Vincenzo Demetz

Medal record

Men's cross-country skiing

World Championships

= Vincenzo Demetz =

Italian skier

Vincenzo Demetz (10 September 1911 - 24 November 1990), named also Zenz de Tita d'Odl, was an Italian cross-country skier who competed in the 1930s.

At the 1936 Winter Olympics he was a member of the Italian relay team which finished fourth in the 4x10 km relay competition. In the 18 km event he finished 13th and in the 50 km competition he finished 19th. He won two bronze medals in the 1937 FIS Nordic World Ski Championships in the 50 km and the 4 x 10 km.

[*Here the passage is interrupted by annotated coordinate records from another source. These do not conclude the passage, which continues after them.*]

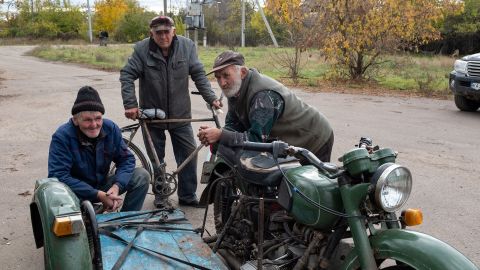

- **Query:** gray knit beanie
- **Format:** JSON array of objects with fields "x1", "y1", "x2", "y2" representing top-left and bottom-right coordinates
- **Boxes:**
[{"x1": 72, "y1": 86, "x2": 105, "y2": 115}]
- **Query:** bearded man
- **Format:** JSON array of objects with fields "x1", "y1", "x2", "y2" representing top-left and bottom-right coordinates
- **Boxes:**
[{"x1": 197, "y1": 51, "x2": 334, "y2": 162}]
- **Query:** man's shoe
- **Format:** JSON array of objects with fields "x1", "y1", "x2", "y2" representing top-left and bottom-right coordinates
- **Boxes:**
[
  {"x1": 153, "y1": 194, "x2": 172, "y2": 209},
  {"x1": 178, "y1": 199, "x2": 205, "y2": 208}
]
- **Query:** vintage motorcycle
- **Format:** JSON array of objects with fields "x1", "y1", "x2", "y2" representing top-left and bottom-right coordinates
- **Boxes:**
[{"x1": 201, "y1": 138, "x2": 478, "y2": 270}]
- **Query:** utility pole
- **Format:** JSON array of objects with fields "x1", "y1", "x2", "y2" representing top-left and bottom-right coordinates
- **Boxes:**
[
  {"x1": 256, "y1": 0, "x2": 278, "y2": 48},
  {"x1": 241, "y1": 0, "x2": 245, "y2": 48},
  {"x1": 87, "y1": 0, "x2": 93, "y2": 43}
]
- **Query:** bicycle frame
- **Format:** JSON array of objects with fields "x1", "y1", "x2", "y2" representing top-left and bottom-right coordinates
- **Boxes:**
[{"x1": 121, "y1": 101, "x2": 220, "y2": 196}]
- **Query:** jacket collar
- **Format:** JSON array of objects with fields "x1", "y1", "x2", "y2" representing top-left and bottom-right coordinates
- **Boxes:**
[
  {"x1": 148, "y1": 35, "x2": 178, "y2": 58},
  {"x1": 70, "y1": 119, "x2": 106, "y2": 146}
]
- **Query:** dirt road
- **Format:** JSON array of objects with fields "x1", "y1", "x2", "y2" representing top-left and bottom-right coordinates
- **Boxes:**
[{"x1": 0, "y1": 47, "x2": 480, "y2": 269}]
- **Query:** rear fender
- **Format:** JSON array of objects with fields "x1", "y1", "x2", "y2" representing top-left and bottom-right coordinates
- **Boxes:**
[
  {"x1": 340, "y1": 229, "x2": 478, "y2": 270},
  {"x1": 30, "y1": 178, "x2": 92, "y2": 269}
]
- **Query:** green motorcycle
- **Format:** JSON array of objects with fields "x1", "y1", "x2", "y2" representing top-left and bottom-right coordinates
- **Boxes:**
[{"x1": 201, "y1": 138, "x2": 478, "y2": 270}]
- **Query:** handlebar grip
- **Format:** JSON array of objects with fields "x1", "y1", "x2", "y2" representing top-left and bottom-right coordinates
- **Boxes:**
[{"x1": 242, "y1": 142, "x2": 273, "y2": 153}]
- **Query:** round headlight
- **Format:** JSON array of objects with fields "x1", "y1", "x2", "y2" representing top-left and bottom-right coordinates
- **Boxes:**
[{"x1": 372, "y1": 163, "x2": 412, "y2": 212}]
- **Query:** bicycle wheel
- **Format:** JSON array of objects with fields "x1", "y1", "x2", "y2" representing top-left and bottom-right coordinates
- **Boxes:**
[{"x1": 109, "y1": 137, "x2": 153, "y2": 184}]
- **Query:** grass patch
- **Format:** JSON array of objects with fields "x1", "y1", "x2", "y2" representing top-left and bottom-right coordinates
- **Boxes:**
[{"x1": 30, "y1": 44, "x2": 454, "y2": 97}]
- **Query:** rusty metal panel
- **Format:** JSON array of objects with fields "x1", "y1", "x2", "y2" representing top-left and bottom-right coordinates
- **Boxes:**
[{"x1": 97, "y1": 210, "x2": 228, "y2": 270}]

Further notable results were:
- 1935: 1st, Italian men's championships of cross-country skiing, 18 km
- 1936:
  - 2nd, Italian men's championships of cross-country skiing, 18 km
  - 3rd, Italian men's championships of cross-country skiing, 36 km
- 1938:
  - 2nd, Italian men's championships of cross-country skiing, 50 km
  - 3rd, Italian men's championships of cross-country skiing, 18 km
- 1951: 2nd, Italian men's championships of cross-country skiing, 50 km

Demetz was born and died in Santa Cristina Gherdëina. He was the grandfather of Michela Ponza.